Overweight Women of Reddit: What is your experience being the "fat friend"?

I respect that you feel this way but I have a lot of problems with the language. I have never been obese only overweight but I find to be dismissive. This is all personal perspective and I’m not trying to diminish the struggle of obesity by any means. Nor am I trying to make this sound like an attack I just want to express my feelings on this. I also understand this thread is topic that is asking how overweight people feel and I want to emphasise that I’m not trying to invalidate the feeling just pick apart the language.

Everyone is allowed to be self conscious! However please do not express your internalised fatphobia onto me, as I’ve struggled a lifetime with weight and bullying from it.

I’m unsure how being insecure about your weight is “internalised fat phobia”? I felt awful about my weight when I did gain 8kg even though I was a “normal” BMI still.
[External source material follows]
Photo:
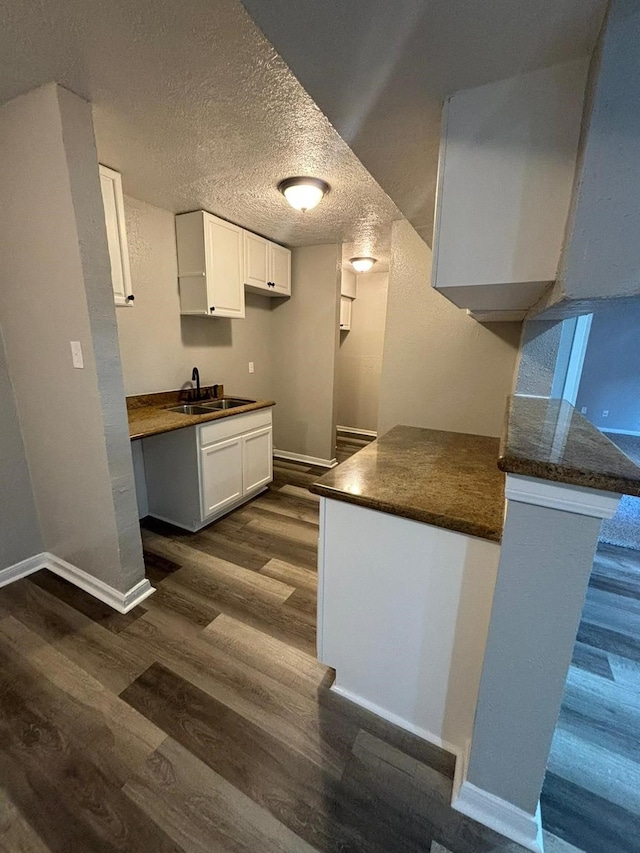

I felt weighed down and hated the feeling when I exercised - those feelings have nothing to do with fatphobia but a physically feeling.

Additionally I had/have (remission since I started medication yay!) ED that was not rooted in even disliking my body size but about regaining control after significant sexual trauma. This often manifested in myself “feeling fat” which you have labelled as an invalid feeling? I’m not going to call that feeling by any other name because that was genuinely how I felt, in additional to feeling out of control and insecure. It had nothing to do with fatphohia and to tell you the truth that phrasing feels to me almost dismissive of smaller women that have issues with their weight ESPECIALLY if you have an eating disorder. I do understand what you meant but it is still harmful to hear for myself that how I felt was not correct.

The last sentence to me as well also feels like you’re saying that smaller women’s bullying isn’t as bad. I have been on the end of a lot of body related shit growing up. My experience is valid and not any lesser because I am not and have never been obese.

if you’re thin by a social standard please do not go up to your fat friend and say you feel fat and gross etc. I would’ve thought that is common sense.

I’m sorry but again this is a generalisation. My disordered eating was at its peak when I lived with a much bigger friend. I mentioned it a lot because it was an illness I had that was central to my life at the time and we were like sisters. To not be able to discuss it with someone close to you in terms that you feel appropriate to your feelings feels minimising of the trauma of ED. Quite frankly as well, unless they mention it ofc, treating my close fat friends differently in regards to my discussions on this important part of my life feels more exclusionary? Granted, I did make a concerted effort to not constantly mention it but I did live with her.